Лишь только обе девушки скрылись за дверью, слезы пансионерок прекратились сами собой… Мало-помалу затихли всхлипывания, попрятались платки, исчезая в карманах коричневых форменных платьев. Но потребность вылить так или иначе накопившуюся боль и горечь еще не миновала у девочек.
- Вот так штучка, нечего сказать! - первая, приходя в себя, произнесла недовольным голосом Маня Струева. - Чуткости ни на волос, то есть ни-ни… Мы плачем по Магдалиночке нашей, а она нотации, видите ли, читает.
- Идол бесчувственный! - всхлипывая, выпалила башкирка.
- Из молодых да ранняя! - вставила Шура Августова.
- Да неужели же ей, mesdames, только семнадцать лет? - прозвучал чей-то удивленный голос.
- А вы заметили, какие у нее губы? Злые, тонкие, и улыбается она как-то странно.
- А все-таки она прехорошенькая… Этого отнять нельзя.
- Ну вот еще! Ничего хорошего нет абсолютно.
- Волосы ничего себе еще. А глаза, как у змеи, так и жалят насквозь.
- Ведьма она! Ненавижу таких. Воображаю, как нам легко будет с нею после ангела нашего Магдалины Осиповны!
- Mesdames, слушайте: в память Магдалиночки все мы обязаны игнорировать эту противную, холодную Басланову. Совершенно не сближаться с нею. И первая, кто будет нежничать с нею, - изменит нашей бедной дорогой Магдалиночке… - пылко заключила Шура.
- Августова, ступай сюда к Зюнгейке. Зюнгейка хочет целовать тебя за такие слова, - и непосредственная, порывистая башкирка бросилась на шею Шуре.
- И так, mesdames, помните, первая из нас, пожелавшая войти в дружеские отношения с этой черствой, сухой Баслановой, становится врагом класса. Все ли поняли меня? - И Маня Струева энергично тряхнула своей всегда растрепанной головкой.
- А я, представь себе, Струева, не поняла тебя, ни тебя, ни твоих единомышленников, - произнесла высокая, худая девушка в очках, казавшаяся много старше ее четырнадцатилетнего возраста Надя Копорьева, дочь инспектора классов частного пансиона Кубанской, - представьте, не могу и не хочу вас понять. Чем заслужила такое отношение с вашей стороны такая классная дама?
- Копорьева, что с тобою? Как ты можешь идти одна против класса? Ведь это измена Магдалиночке! Заступаясь за эту противную Басланову, ты доказываешь только то, что никогда не любила и не любишь нашего ангела Вершинину, - послышались протестующие голоса.
- Ничего подобного это не доказывает, mesdames, - спокойно проговорила Надя, и ее карие близорукие глаза блеснули под стеклами очков. - Нельзя обвинять человека, строя свои обвинения на одной внешности обвиняемой.
- Обвинения, обвиняемая, Философия Ивановна и всякие мудрые разглагольствования, - закричала со смехом Маня, - как ты можешь пускаться в такие скучные рассуждения, Копорьева? И откуда это берется у тебя, профессорша ты и ораторша хоть куда!
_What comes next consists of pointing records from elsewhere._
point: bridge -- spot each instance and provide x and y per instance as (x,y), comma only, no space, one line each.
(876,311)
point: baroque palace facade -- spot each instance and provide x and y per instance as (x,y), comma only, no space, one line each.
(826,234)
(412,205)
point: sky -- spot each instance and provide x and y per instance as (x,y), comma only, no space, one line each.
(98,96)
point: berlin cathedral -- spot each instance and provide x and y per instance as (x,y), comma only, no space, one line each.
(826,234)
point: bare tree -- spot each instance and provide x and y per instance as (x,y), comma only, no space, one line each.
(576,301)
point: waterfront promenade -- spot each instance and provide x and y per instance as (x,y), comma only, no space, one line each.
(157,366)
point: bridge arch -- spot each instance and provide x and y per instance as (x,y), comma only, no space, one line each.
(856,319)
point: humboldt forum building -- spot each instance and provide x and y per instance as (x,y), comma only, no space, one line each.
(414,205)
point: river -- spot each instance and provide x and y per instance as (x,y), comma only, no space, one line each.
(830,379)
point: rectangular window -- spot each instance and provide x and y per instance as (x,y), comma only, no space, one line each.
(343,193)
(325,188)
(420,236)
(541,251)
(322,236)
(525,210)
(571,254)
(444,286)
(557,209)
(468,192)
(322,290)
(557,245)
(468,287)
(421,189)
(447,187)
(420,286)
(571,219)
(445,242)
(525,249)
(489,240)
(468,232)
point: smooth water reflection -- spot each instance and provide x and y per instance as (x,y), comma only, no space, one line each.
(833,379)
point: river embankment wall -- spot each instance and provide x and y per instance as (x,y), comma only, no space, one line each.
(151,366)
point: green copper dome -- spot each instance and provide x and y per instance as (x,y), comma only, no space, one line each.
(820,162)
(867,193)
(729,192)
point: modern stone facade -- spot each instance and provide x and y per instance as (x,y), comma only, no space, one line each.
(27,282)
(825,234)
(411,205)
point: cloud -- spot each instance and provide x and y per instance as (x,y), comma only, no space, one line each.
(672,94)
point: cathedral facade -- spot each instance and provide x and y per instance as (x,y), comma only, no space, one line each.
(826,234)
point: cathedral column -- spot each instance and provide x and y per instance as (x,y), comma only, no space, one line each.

- А по-моему, Копорьева совершенно права, и вы все поступаете довольно-таки неостроумно тем, что, не узнав хорошенько человека, сразу объявляете ему войну.
И очень бледная, болезненного вида девочка с короткой косичкой и нервным лицом, на котором выделялись своим упорным и совершенно не детским взглядом светлые выпуклые глаза, выступила вперед. Это была племянница одного известного государственного деятеля и сановника, девочка, непрерывно менявшая учебные заведения столицы, так как она не была в состоянии удержаться подолгу ни в одном из них.
Ева Ларская, ленивая и беспечная по натуре, избалованная до последней степени благодаря своей болезненности, а главное - высокому положению своего дяди, была и здесь, в пансионе Кубанской, на исключительном счету.
Она из свойственного ее натуре упрямства всегда старалась быть не солидарной со своими товарками и оставалась при "особом мнении", как о ней говорили, во всех предприятиях и затеях. Взбалмошная и экстравагантная, кумир семьи, сделавшей ее таковою, Ева любила оригинальность, любила слыть особенной, тем более, что и в пансионе с нею носились не менее, чем дома. Она была любимицей дяди-сановника, игравшего большую роль среди женских гимназий, и многое, что не простилось бы другой воспитаннице, прощалось начальством Еве Ларской.
В классе она не дружила ни с кем. Надменная, гордая девочка считала других воспитанниц ниже себя по положению. И воспитанницы в свою очередь недолюбливали Еву. Ее прозвали в насмешку "сановницей". Но эта кличка не обижала, по-видимому, девочку, напротив, она принимала ее как должную дань.
Ей нравилась одна только Маня Струева, веселая, жизнерадостная, остроумная тринадцатилетняя девочка, казавшаяся малюткой благодаря своему крошечному росту.
Впрочем, Маню, добрую и веселую проказницу, любил весь пансион. Ее шалости были так же невинны, как были невинны ее светлые голубые глазки.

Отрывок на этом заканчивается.